Again, you will recognize in this the present-day rhetoric of liberals like Senators Kennedy and Kerry.  They will “create” jobs, they will give everyone health care at public expense, they will order corporations to cease outsourcing jobs, they will require new energy sources that free us from dependence on imported petroleum, and they will do all of this while turning the United States into a pristine, unspoiled nature preserve.  Higher taxes on “the rich” will pay for it all.

What sort of political society will be required to bring about this miracle of harmony and abundance? 

Mr. Soule’s answer is, “These considerations lead us to a rough conception of the manner in which planning for abundance would have to be organized.  There would be necessary a production program, laid out over a period of time….The program would have to embrace industry in the conventional sense, public works, government activities of all sorts, cultural necessities such as education, recreation, the arts, health, social insurance, and the various service occupations.  It would have to lay out the allocations and the use of natural resources and power, plants and machinery, labor energy.  Credit and capital investment would have to be adjusted to the program, as would foreign trade.  Levels of wages and salaries, prices and costs, would have to fit the plan, so that purchasing power would be available in the right places and at the right times to keep output moving into channels of consumption.”

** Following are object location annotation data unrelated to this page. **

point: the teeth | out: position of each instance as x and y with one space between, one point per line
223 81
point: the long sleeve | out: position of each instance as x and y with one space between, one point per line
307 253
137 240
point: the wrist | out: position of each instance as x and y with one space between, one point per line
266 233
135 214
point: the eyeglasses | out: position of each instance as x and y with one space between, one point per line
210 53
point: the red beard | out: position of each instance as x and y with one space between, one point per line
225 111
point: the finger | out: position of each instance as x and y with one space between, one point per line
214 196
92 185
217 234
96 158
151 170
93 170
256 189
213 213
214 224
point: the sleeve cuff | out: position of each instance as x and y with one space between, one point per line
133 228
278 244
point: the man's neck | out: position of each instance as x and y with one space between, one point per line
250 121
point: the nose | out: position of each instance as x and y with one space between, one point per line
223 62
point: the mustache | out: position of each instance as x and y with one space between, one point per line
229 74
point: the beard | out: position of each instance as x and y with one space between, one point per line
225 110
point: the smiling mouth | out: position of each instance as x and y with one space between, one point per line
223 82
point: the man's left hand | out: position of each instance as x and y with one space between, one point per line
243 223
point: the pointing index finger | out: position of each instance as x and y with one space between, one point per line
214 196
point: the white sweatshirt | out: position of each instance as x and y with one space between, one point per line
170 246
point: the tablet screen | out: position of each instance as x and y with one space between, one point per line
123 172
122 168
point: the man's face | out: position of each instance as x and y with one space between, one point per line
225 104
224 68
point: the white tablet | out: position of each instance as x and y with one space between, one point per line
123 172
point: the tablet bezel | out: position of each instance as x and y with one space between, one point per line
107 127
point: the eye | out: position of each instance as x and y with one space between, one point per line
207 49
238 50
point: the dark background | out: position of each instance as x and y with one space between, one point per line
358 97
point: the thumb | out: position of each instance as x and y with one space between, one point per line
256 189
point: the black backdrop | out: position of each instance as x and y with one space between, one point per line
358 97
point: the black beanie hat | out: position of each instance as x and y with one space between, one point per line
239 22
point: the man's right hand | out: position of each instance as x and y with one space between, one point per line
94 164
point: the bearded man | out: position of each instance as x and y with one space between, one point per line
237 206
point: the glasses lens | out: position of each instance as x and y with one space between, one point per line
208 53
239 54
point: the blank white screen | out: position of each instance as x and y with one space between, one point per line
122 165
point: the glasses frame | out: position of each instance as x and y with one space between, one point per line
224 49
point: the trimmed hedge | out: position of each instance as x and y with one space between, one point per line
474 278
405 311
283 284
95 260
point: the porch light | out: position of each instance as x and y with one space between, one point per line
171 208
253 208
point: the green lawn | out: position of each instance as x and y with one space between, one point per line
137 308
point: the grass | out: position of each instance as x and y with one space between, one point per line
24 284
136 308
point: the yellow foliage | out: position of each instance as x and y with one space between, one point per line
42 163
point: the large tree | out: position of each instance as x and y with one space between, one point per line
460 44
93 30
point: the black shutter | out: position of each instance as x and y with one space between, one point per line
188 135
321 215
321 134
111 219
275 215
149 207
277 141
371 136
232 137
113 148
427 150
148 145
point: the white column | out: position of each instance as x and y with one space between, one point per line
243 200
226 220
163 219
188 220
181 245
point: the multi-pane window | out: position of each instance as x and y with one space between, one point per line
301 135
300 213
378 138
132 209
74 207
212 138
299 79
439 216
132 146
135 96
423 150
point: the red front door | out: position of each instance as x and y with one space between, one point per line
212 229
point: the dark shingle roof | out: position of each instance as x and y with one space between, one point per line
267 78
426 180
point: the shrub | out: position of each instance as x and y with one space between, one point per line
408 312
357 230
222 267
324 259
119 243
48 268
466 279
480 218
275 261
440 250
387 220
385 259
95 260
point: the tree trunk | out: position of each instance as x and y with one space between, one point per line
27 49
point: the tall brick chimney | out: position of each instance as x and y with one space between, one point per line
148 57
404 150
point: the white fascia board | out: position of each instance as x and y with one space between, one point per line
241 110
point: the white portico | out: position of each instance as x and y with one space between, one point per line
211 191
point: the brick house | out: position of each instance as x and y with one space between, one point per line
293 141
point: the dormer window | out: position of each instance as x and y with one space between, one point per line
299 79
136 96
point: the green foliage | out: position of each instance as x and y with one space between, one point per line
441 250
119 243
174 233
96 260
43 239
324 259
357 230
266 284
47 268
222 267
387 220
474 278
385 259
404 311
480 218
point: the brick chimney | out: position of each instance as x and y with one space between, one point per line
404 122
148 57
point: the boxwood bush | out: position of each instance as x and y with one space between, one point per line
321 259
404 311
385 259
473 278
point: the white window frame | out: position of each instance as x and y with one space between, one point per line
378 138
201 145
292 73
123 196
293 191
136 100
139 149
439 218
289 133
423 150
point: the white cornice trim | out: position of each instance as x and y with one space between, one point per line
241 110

“........ the power to give a general direction to economic affairs must remain in the hands of the masses; they must control government and government must manage industry in their interest.”

And there you have it, the happy vision of America advocated by liberals like Senator Kerry and Al Gore.

Unfortunately, as a century of experience in France, Germany, Soviet Russia, China, Cuba, and elsewhere demonstrates, socialist planners simply can’t deliver the goods.  But, never mind.  All those illiterate voters who can’t find their way to the polls and don’t even know who is running for office are entitled to economic hand-outs at public expense and to the hedonistic amorality that the Constitution denied them in 1776.  And they can have it all if they just vote for liberal candidates.

Despite the brief respite afforded by the Reagan administration, liberalism among Democrats and Republicans is in resurgence.  As our educational system turns out more and more students with anti-American passions and religious fervor for socialism, the United States is being pushed toward the abyss.

If liberty remains defined as “democracy,” what Alexis de Tocqueville called the tyranny of the majority to overwhelm individual property rights, liberalism will assuredly lead the United States to the same dismal fate that overtook the Soviet Union.  In the final analysis, the reality of nature can’t be repealed by “science” in the hands of liberal intellectuals.